# SOLVED! -- Brand new Honda EU3000is won't start



## DaveW (Apr 25, 2020)

==============UPDATE==================
OK, Upon further investigation I discovered that this unit shipped with a broken spark plug cap just like several other buyers on Amazon have commented about.

A little epoxy glue to join the broken parts back together again solved the problem. NOW it starts right away.

It also solved the mystery of the "fuse" and spring I found running around loose on the bottom pan of the unit. It turns out they were from inside the spark plug cap boot, acting as spring tension to keep the connection between the boot and the spark plug.

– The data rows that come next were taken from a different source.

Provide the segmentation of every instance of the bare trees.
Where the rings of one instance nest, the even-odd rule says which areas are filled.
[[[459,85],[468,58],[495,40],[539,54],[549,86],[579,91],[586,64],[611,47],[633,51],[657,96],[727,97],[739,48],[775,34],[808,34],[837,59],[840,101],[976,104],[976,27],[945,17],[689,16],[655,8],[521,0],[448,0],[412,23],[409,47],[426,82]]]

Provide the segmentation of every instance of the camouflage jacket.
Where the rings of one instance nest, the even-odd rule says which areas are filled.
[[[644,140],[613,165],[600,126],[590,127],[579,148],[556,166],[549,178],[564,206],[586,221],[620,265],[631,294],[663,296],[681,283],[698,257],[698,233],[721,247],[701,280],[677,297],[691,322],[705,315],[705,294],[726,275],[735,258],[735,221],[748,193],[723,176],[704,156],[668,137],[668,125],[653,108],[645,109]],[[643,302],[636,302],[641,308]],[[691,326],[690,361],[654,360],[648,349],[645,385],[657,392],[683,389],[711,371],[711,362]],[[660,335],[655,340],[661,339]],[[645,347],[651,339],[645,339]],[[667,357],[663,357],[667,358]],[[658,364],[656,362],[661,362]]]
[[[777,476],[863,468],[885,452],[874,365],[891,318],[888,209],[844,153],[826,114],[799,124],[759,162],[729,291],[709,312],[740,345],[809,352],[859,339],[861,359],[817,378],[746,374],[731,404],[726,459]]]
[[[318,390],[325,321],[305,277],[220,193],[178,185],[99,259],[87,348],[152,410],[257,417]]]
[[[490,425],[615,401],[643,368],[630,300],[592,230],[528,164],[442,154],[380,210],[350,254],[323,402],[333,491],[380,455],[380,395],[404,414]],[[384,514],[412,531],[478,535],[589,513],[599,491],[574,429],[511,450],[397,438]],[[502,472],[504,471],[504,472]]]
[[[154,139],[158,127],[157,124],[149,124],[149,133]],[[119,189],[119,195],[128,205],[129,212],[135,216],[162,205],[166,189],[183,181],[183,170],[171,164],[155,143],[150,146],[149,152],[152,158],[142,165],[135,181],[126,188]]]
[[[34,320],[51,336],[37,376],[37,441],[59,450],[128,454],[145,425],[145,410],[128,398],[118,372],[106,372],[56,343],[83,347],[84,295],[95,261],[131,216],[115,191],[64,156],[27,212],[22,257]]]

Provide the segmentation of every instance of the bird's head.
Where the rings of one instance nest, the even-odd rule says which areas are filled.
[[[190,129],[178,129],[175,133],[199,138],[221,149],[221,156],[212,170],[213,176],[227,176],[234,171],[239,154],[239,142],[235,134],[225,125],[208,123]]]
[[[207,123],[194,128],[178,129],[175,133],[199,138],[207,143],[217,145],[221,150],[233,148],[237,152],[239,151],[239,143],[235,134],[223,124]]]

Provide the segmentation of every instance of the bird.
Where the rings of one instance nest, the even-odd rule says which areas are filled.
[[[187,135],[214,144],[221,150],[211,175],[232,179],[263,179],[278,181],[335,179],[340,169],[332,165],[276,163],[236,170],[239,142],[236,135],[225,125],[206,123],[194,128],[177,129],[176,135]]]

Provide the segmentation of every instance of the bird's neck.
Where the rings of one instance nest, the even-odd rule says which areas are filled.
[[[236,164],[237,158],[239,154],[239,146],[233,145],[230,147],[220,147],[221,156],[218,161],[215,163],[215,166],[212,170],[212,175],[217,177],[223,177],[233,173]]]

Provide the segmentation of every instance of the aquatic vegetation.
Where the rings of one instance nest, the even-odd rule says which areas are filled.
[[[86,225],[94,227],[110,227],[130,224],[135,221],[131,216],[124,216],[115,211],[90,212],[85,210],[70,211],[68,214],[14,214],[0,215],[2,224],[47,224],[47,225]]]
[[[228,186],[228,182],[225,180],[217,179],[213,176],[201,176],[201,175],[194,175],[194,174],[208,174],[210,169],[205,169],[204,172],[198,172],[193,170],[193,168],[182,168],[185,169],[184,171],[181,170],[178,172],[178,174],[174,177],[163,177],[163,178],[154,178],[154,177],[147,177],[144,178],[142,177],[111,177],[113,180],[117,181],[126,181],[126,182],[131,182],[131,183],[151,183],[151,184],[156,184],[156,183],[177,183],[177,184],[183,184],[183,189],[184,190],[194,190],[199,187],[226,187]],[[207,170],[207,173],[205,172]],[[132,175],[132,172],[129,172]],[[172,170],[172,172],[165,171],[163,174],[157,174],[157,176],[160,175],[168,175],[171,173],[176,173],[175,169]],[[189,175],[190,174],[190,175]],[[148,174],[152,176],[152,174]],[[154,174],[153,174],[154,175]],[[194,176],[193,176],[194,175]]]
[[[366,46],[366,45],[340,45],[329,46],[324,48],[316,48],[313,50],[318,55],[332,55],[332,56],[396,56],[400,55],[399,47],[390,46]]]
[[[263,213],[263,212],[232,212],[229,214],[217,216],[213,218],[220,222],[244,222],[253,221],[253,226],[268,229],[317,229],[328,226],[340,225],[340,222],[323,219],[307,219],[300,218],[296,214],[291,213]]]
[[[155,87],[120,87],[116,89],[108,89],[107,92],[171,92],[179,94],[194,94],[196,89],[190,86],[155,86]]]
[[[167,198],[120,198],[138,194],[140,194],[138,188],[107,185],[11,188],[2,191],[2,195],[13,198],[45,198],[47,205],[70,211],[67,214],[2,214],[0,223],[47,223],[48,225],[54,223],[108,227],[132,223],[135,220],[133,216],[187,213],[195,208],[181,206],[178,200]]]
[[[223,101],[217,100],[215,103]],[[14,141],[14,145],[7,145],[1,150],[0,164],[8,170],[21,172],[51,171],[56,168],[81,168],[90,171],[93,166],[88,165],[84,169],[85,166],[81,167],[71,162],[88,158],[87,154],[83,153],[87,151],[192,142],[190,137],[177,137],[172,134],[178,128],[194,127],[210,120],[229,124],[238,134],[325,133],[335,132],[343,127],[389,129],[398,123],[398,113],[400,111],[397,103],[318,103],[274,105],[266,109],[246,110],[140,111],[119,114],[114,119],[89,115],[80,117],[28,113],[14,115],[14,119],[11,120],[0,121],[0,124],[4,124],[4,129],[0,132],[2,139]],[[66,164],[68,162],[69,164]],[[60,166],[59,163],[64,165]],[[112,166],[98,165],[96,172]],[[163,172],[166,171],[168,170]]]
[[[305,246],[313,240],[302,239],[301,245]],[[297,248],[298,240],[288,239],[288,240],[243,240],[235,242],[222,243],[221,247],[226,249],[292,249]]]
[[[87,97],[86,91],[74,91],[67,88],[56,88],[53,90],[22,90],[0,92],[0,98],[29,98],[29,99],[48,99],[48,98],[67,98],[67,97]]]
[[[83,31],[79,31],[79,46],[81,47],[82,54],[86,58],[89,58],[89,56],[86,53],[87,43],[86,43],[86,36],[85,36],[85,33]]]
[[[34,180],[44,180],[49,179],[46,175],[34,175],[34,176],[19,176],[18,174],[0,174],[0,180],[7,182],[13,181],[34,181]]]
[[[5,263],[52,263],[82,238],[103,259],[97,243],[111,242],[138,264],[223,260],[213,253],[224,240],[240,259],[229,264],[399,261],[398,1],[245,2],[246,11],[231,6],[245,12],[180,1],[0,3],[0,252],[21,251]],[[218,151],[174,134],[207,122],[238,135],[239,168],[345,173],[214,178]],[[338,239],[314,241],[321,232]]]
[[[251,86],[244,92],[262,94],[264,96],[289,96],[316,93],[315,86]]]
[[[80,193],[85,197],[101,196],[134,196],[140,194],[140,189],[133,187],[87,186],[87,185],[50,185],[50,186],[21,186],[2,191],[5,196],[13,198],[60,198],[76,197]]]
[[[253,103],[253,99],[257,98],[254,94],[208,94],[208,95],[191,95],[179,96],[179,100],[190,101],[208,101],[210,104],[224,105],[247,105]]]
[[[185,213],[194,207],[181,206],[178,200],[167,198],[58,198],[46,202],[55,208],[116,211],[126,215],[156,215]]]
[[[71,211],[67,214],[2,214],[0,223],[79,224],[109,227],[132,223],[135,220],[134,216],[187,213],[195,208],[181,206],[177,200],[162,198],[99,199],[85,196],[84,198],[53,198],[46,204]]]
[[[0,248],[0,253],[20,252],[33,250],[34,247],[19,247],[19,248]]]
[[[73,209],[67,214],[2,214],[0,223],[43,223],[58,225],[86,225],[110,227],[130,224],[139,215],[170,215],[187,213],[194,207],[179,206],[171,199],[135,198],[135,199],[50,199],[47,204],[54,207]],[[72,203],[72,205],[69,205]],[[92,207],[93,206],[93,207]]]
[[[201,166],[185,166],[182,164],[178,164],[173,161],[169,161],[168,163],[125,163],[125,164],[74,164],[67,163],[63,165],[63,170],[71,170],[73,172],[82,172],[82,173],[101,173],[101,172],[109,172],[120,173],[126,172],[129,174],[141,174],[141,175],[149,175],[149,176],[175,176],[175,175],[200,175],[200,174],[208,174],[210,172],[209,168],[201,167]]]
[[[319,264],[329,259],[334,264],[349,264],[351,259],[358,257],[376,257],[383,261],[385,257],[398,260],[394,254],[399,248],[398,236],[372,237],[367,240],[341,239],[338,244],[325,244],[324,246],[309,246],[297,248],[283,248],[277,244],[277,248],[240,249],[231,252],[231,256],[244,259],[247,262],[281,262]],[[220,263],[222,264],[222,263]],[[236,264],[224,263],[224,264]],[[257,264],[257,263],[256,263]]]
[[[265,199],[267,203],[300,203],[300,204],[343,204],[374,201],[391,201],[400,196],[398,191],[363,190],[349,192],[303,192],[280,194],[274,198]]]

i want to point out that there is no logical reason for me and others receiving brand new units with broken spark plug caps. There was no damage to the box or any of the contents. The spark plug is behind a thick plastic cover; which, in turn, is behind a metal side cover of the unit.

Honda says they test each unit. Somehow I doubt it. It's like shipping a car with one square wheel. It just doesn't make sense.

Anyway, anyone who buys this unit should open it up first thing to make sure the gremlins haven't broken off this critical piece.

==================================================================

I followed all of the directions to a T for first-time starting my new Honda EU3000is generator. The starter cranks good and strong, but the engine just doesn't catch.

In looking behind the front cover I found what looks like a small inline fuse and a spring just lying on the floor panel under the control unit. They are about 3/4" long.

Does anybody know where they might have dropped off of? I'm thinking it could be important.


----------



## iowagold (Jan 22, 2020)

contact honda direct.
they will send you out a new spark plug cap.

there has been an issue with bad sparkplug caps on a couple of other models.
this could be a new thing not under a recall or TSB yet.

join the honda generator forum at
Subscribe: [email protected]


----------



## iowagold (Jan 22, 2020)

View attachment 7756

ok dave that part is the insides of the spark plug cap
here is a link to just buy one for the eu3000i $24.00 plus shipping
*spark CAP ASSY., NOISE SUPPRESSOR (NICHIWA Y-EZA)*
*30700-ZE3-792





Honda Power Equipment 30700-ZE3-792 - CAP ASSY., NOISE SUPPRESSOR (NICHIWA Y-EZA) : PartsFish.com







www.partsfish.com





I would call honda have your serial number and sales reciept handy when you call. they may just send you a new cap!! they just screw on and off the coil wire!! super easy to replace them!!*
honda power equipment Customer Relations
Tel: 770-497-6400
Fax: 678-339-2519
Mon. - Fri. 8:30 - 7:00 EST
or send them an email at this page


https://crrs.secure.force.com/service/pew2c


----------



## DaveW (Apr 25, 2020)

Thank you for your replies. I'll be calling Honda to see if they will send me a new spark plug cap under warranty.


----------



## iowagold (Jan 22, 2020)

cool dave!
let is know how things work out!!
Honda is the best in class for a reason!!
they are a customer service minded company!!
they take price in what they do..
and yea parts are not all made in the honda factory, just like all equipment parts are made to spec...
some times things go wrong at a vender level!
they had a bad batch of spark plug caps for the eu2000i as well back last year...
I had 2 of them here.
they sent out new caps for replacement fast. and free!!
they are super easy to replace.
just remove the small spark plug access cover and grip the wire close to the cap adaptor and twist counter clock wise till it un screws. then replace it with the new unit screw it on clock wise till it seats.
I used a bit of dielectric grease to help on the twist and seal.
it takes longer to get the gen out than the time to replace it!! lol!!


----------